[foreign] Poor performance?

Mon May 20 06:13:30 UTC 2019

Hi, Jorn,

Thanks for the followup!

I see, there's still optimization to be done for layouts. Though, as I 
previously pointed out, I'm concerned that relying on APIs like 
MethodHandle and VarHandle is going to prevent these optimizations from 
working with AOT compilers.

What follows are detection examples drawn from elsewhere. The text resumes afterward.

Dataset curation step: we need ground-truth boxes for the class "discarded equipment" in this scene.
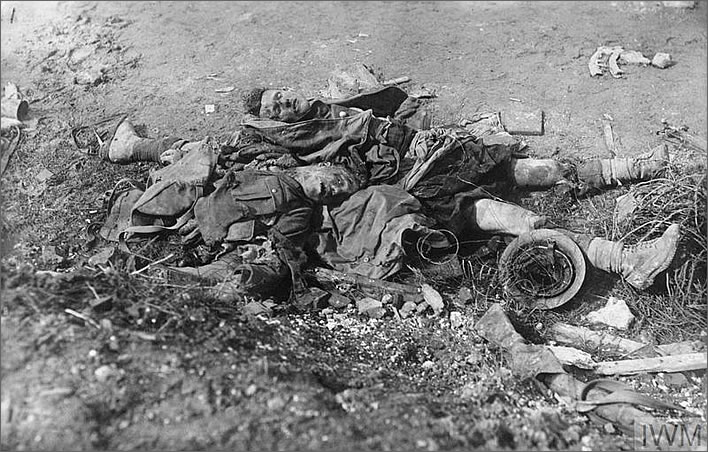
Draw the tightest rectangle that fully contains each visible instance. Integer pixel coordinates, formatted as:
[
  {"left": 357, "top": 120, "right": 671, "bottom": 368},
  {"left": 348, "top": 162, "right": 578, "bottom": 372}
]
[{"left": 499, "top": 229, "right": 586, "bottom": 309}]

Substrate VM already has something for 
"memaccess" and "FFI", so it would make sense to have a "high-level API" 
that works with those, and I'm guessing that Panama and Graal are going 
to work together to define that high-level API eventually, but it would 
be great to have clear direction about what the plan is.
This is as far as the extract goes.